Investment and investor-state dispute settlement
Investment and investor-state dispute settlement (ISDS) – the granting of legal rights to private investors to sue governments for alleged violations of the TTIP - is the issue that has received the most attention and criticisms of all the contentious areas. For that reason the European Commission decided to launch a public consultation on investment protection and investor-state dispute settlement (ISDS) in the end of March. The deadline for submission will be on 6 July 2014. The consultation is accompanied by a consultation notice, consultation document and privacy statement. ETUCE welcomes the public consultation and encourage all member organisations to contribute to the consultation. The European Commission's aim with the consultation is to convince critical voices of the necessity to include ISDS in the TTIP by suggesting some modifications to the model.

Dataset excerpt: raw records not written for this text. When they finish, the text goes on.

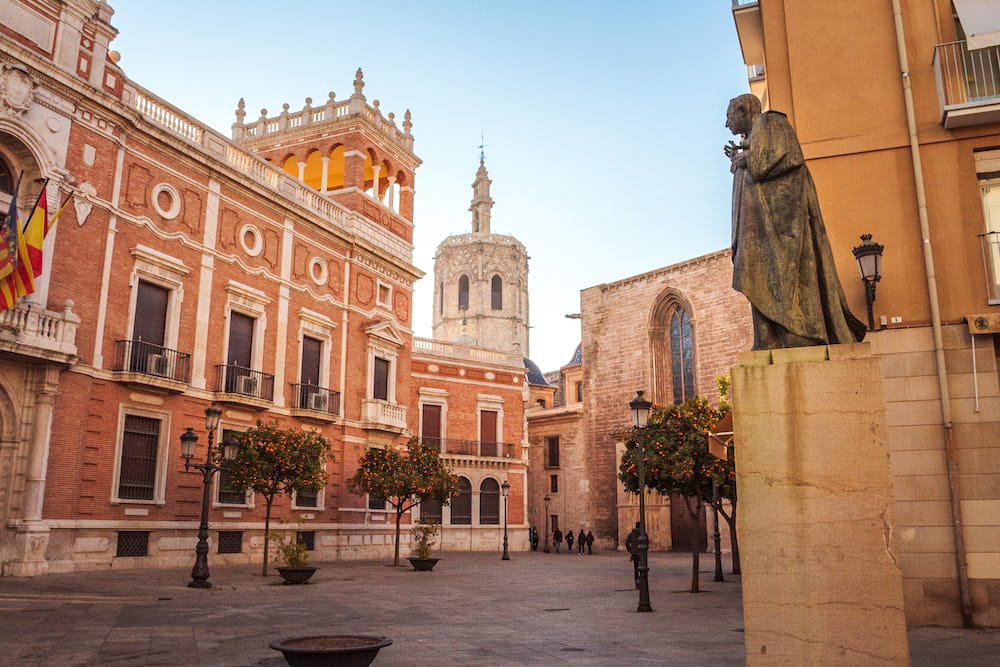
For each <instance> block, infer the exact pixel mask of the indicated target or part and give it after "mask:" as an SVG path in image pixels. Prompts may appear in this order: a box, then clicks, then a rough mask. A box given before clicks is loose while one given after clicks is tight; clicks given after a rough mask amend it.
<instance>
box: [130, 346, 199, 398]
mask: <svg viewBox="0 0 1000 667" xmlns="http://www.w3.org/2000/svg"><path fill="white" fill-rule="evenodd" d="M111 370H112V371H114V376H113V377H114V379H115V380H117V381H119V382H129V383H132V384H141V385H146V386H150V387H157V388H159V389H164V390H166V391H171V392H180V391H184V389H185V388H186V387H187V385H188V382H189V381H190V380H191V355H190V354H187V353H186V352H178V351H177V350H171V349H169V348H166V347H163V346H162V345H154V344H153V343H147V342H146V341H144V340H142V339H139V340H127V339H124V340H116V341H115V360H114V363H113V365H112V367H111Z"/></svg>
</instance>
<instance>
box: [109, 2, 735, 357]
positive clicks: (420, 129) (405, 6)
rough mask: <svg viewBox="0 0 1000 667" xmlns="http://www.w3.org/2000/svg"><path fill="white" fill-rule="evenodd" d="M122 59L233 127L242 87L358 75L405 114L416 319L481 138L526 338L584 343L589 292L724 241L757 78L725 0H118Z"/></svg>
mask: <svg viewBox="0 0 1000 667" xmlns="http://www.w3.org/2000/svg"><path fill="white" fill-rule="evenodd" d="M111 6H112V8H113V9H114V10H115V14H114V16H113V17H112V25H113V26H114V27H115V28H117V29H118V30H119V35H118V37H117V38H116V39H115V40H114V42H113V43H112V46H111V48H113V49H115V50H117V51H118V52H119V53H120V54H121V61H120V63H119V65H120V66H121V67H122V68H123V70H124V71H125V74H126V76H128V77H129V78H130V79H132V80H133V81H135V82H136V83H138V84H139V85H141V86H143V87H144V88H147V89H148V90H150V91H152V92H153V93H154V94H156V95H158V96H160V97H162V98H164V99H165V100H166V101H168V102H169V103H171V104H173V105H174V106H177V107H178V108H180V109H181V110H183V111H184V112H185V113H188V114H190V115H192V116H194V117H195V118H196V119H198V120H199V121H200V122H202V123H204V124H206V125H208V126H210V127H212V128H214V129H216V130H218V131H220V132H222V133H223V134H225V135H226V136H229V134H230V132H231V129H230V126H231V125H232V123H233V122H234V120H235V116H234V112H235V109H236V104H237V102H238V100H239V99H240V98H241V97H242V98H245V99H246V108H247V117H248V118H250V117H256V116H257V115H258V114H259V111H260V109H261V108H267V109H268V115H269V116H274V115H276V114H277V113H278V112H279V111H280V110H281V105H282V104H283V103H285V102H287V103H288V104H289V105H290V108H291V109H292V110H297V109H301V107H302V105H303V104H304V101H305V98H306V97H312V99H313V103H314V104H321V103H322V101H323V100H325V99H326V98H327V93H329V92H330V91H334V92H336V94H337V99H345V98H347V97H348V96H349V95H350V93H351V92H352V83H353V80H354V72H355V70H356V69H357V68H358V67H361V68H362V69H363V70H364V79H365V89H364V94H365V96H366V97H367V98H368V103H369V104H371V103H372V101H373V100H375V99H378V100H379V101H380V103H381V106H380V109H381V111H382V112H383V114H386V115H387V114H388V112H390V111H392V112H395V114H396V119H397V123H399V122H401V119H402V115H403V113H404V112H405V111H406V110H407V109H409V110H410V111H411V113H412V116H413V129H412V132H413V135H414V137H415V142H414V151H415V152H416V154H417V156H418V157H419V158H420V159H421V160H423V164H422V165H421V166H420V167H419V168H418V169H417V172H416V178H415V184H416V193H415V204H414V225H415V229H414V254H413V263H414V265H415V266H416V267H417V268H419V269H421V270H422V271H424V272H425V273H426V275H425V277H424V278H423V279H421V280H419V281H417V284H416V286H415V291H414V303H413V317H414V332H415V334H416V335H417V336H422V337H427V338H429V337H431V318H432V303H433V270H434V253H435V250H436V248H437V246H438V244H439V243H440V242H441V241H442V240H443V239H444V238H445V237H447V236H449V235H451V234H461V233H466V232H469V231H471V213H470V212H469V210H468V208H469V203H470V201H471V199H472V187H471V186H472V181H473V179H474V177H475V173H476V169H477V168H478V167H479V157H480V144H481V143H483V142H482V141H481V139H480V137H483V138H484V141H485V148H484V149H483V150H484V152H485V159H486V167H487V169H488V170H489V174H490V178H491V179H492V181H493V185H492V188H491V194H492V197H493V200H494V202H495V204H494V206H493V210H492V219H491V225H492V231H493V232H494V233H500V234H510V235H512V236H515V237H516V238H517V239H518V240H520V241H521V242H522V243H523V244H524V245H525V246H526V248H527V250H528V255H529V257H530V260H529V274H528V289H529V301H530V308H531V310H530V324H531V334H530V343H529V345H530V356H531V358H532V359H533V360H534V361H535V362H536V363H537V364H538V365H539V366H540V367H541V368H542V369H543V370H545V371H549V370H555V369H558V368H560V367H561V366H563V365H565V364H566V363H568V362H569V361H570V358H571V357H572V354H573V351H574V350H575V349H576V346H577V344H578V343H579V342H580V338H581V330H580V320H578V319H567V318H566V317H565V316H566V315H567V314H571V313H578V312H579V311H580V291H581V290H583V289H586V288H588V287H592V286H595V285H600V284H602V283H609V282H614V281H616V280H621V279H623V278H627V277H629V276H633V275H637V274H640V273H644V272H646V271H651V270H653V269H656V268H659V267H662V266H667V265H670V264H674V263H676V262H680V261H684V260H686V259H690V258H692V257H697V256H699V255H703V254H706V253H710V252H715V251H717V250H720V249H722V248H725V247H727V246H728V245H729V242H730V206H731V189H732V179H731V176H730V174H729V168H728V160H727V159H726V158H725V157H724V155H723V153H722V146H723V145H724V144H725V143H726V142H727V141H728V140H729V139H730V138H731V135H730V134H729V132H728V130H726V129H725V126H724V123H725V112H726V106H727V104H728V101H729V100H730V99H731V98H732V97H735V96H736V95H739V94H742V93H745V92H748V91H749V87H748V84H747V78H746V67H745V66H744V65H743V61H742V58H741V55H740V48H739V40H738V39H737V35H736V28H735V25H734V23H733V17H732V4H731V2H730V1H729V0H711V1H710V2H686V1H681V0H652V1H649V2H645V1H638V0H636V1H624V2H619V3H609V2H606V1H601V2H597V1H593V0H576V1H572V2H570V1H565V2H563V1H557V0H548V1H545V0H534V1H524V2H522V1H519V0H501V1H496V2H467V1H465V2H462V1H459V0H409V2H396V1H395V0H385V1H383V2H379V3H356V2H355V3H340V2H313V1H299V2H285V3H275V2H256V1H254V0H244V1H242V2H233V1H223V0H216V1H206V0H200V1H199V2H193V1H191V0H172V1H171V2H169V3H164V2H161V1H158V0H111Z"/></svg>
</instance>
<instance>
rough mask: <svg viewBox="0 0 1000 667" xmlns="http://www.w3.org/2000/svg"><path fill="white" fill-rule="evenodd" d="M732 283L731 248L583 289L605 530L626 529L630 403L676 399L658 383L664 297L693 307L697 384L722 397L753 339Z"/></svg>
mask: <svg viewBox="0 0 1000 667" xmlns="http://www.w3.org/2000/svg"><path fill="white" fill-rule="evenodd" d="M731 285H732V262H731V260H730V258H729V251H728V250H724V251H720V252H717V253H713V254H710V255H705V256H703V257H697V258H695V259H692V260H689V261H687V262H682V263H680V264H675V265H672V266H668V267H664V268H662V269H658V270H656V271H652V272H649V273H646V274H642V275H639V276H634V277H631V278H626V279H623V280H620V281H617V282H614V283H610V284H605V285H598V286H595V287H590V288H588V289H585V290H583V291H582V292H581V298H580V301H581V312H582V314H583V362H584V372H583V377H584V413H583V414H584V417H583V420H584V426H583V438H584V448H585V451H586V461H587V477H588V481H589V491H590V492H589V494H588V496H587V510H586V513H587V516H588V517H589V518H590V520H591V521H592V522H593V524H594V526H595V535H597V536H598V537H600V538H602V539H606V540H615V539H616V537H617V535H618V532H619V530H618V525H617V522H618V518H617V508H616V505H617V500H616V498H617V496H616V491H617V489H616V474H617V457H616V454H615V442H616V439H621V435H622V434H623V433H624V432H625V431H626V430H627V429H628V428H630V427H631V426H630V418H629V413H628V406H627V403H628V402H629V401H630V400H631V399H632V398H633V397H634V396H635V392H636V390H638V389H643V390H645V391H646V395H647V397H649V398H650V399H651V400H653V401H654V403H659V404H663V403H670V402H672V396H671V395H669V394H667V392H666V391H664V390H663V389H662V388H661V390H660V393H661V394H664V395H657V393H658V392H657V391H656V388H655V387H654V386H653V363H654V359H653V347H654V343H655V342H656V341H655V340H654V339H653V336H652V334H651V329H652V328H653V327H654V323H653V321H652V318H653V313H654V309H655V307H656V305H657V303H658V300H659V299H661V298H663V297H664V296H665V295H667V294H674V295H676V296H678V297H680V298H681V299H682V300H683V301H684V302H686V304H687V305H688V306H689V315H690V318H691V324H692V329H693V336H694V355H695V368H696V391H697V393H698V394H701V395H704V396H707V397H708V398H709V400H716V399H717V396H718V394H717V389H716V383H715V378H716V376H718V375H722V374H727V373H728V372H729V369H730V368H731V367H732V365H733V363H735V360H736V355H737V353H738V352H740V351H743V350H748V349H750V346H751V345H752V342H753V333H752V326H751V322H750V308H749V304H748V303H747V301H746V299H745V298H744V297H743V295H742V294H739V293H738V292H735V291H734V290H733V289H732V287H731ZM616 434H617V435H616Z"/></svg>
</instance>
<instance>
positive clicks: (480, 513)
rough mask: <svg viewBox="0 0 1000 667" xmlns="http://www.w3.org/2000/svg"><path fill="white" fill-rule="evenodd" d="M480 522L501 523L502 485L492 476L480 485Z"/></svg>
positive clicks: (479, 519) (480, 522) (486, 523)
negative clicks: (497, 482) (501, 485)
mask: <svg viewBox="0 0 1000 667" xmlns="http://www.w3.org/2000/svg"><path fill="white" fill-rule="evenodd" d="M479 523H480V524H483V525H496V524H499V523H500V485H499V484H497V481H496V480H495V479H492V478H490V477H487V478H486V479H484V480H483V481H482V483H481V484H480V485H479Z"/></svg>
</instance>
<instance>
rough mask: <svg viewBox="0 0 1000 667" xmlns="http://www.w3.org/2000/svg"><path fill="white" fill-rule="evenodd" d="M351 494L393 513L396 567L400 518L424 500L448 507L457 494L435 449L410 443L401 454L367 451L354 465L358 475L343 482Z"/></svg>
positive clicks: (397, 553)
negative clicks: (432, 499)
mask: <svg viewBox="0 0 1000 667" xmlns="http://www.w3.org/2000/svg"><path fill="white" fill-rule="evenodd" d="M347 488H348V489H349V490H350V491H351V493H356V494H358V495H364V494H366V493H368V494H371V495H372V496H374V497H376V498H385V499H386V500H387V501H388V502H389V504H390V505H392V507H393V509H395V510H396V553H395V555H394V556H393V559H392V564H393V565H399V526H400V523H401V521H402V519H403V514H404V513H405V512H406V511H407V510H410V509H412V508H414V507H416V506H417V505H419V504H420V503H422V502H423V501H425V500H427V499H428V498H431V497H433V498H436V499H437V500H439V501H440V502H441V503H442V504H444V505H446V504H448V501H449V500H450V499H451V497H452V496H454V495H457V494H458V491H459V487H458V478H457V477H456V476H455V475H452V474H451V471H450V470H449V469H448V467H447V466H446V465H445V464H444V463H443V462H442V461H441V459H440V458H439V457H438V451H437V449H436V448H434V447H432V446H430V445H428V444H427V443H424V442H420V441H419V440H416V439H413V440H410V442H409V443H408V444H407V446H406V451H405V452H400V451H399V450H396V449H393V448H391V447H386V448H385V449H369V450H368V451H367V452H365V454H364V456H362V457H361V460H360V461H358V471H357V472H356V473H355V474H354V476H353V477H351V478H350V479H349V480H347Z"/></svg>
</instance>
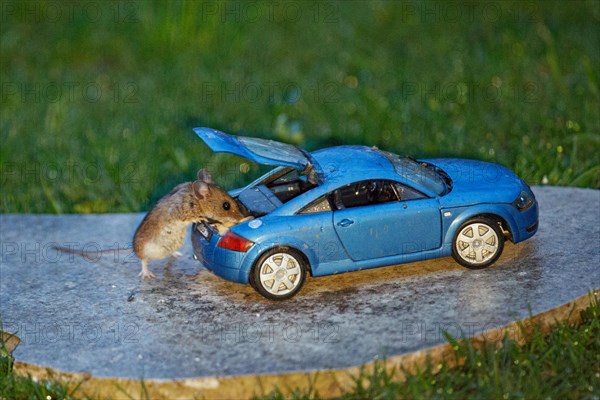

Shortly after launching the public consultation the European Commission announced that it is planning to fund a new international transparency database for ISDS. The European Commission thereby made the case that such a database will increase transparency and accessibility to the public as part of the new UN transparency rules on ISDS. Criticisms are not only coming from trade unions and civil society, but also from the member states. Both France and Germany have called for dropping the ISDS mechanism pointing out that there is no need for such a mechanism between the EU and US as national courts provide sufficient legal protection. ISDS provisions are controversial as they enable foreign investors to directly sue states before arbitration panels which have a narrow mandate. As a result, foreign investors are given legal rights to challenge any regulatory or policy measure of the host-state it feels violates its rights to access a market or diminish the value of their investments. It will likely result in a policy chill because of the extraordinary cost of defending ISDS cases, which on average is between $500,000 and $1 million. Previous ISDS cases raise serious concerns both about the ability of states to maintain domestic regulatory space, but also about the accountability of foreign investors for damage caused by investment operations.
The way forward
The ETUCE Committee adopted the ETUCE Statement on the Transatlantic Trade and Investment Partnership on 15 April 2014. The statement demands that education is entirely excluded from the TTIP negotiations. It is central to get this message broadly across the EU. ETUCE has therefore asked all member organisations in the EU to approach their national governments to ensure that education is entirely excluded from the negotiations on the Transatlantic Trade and Investment Partnership (TTIP).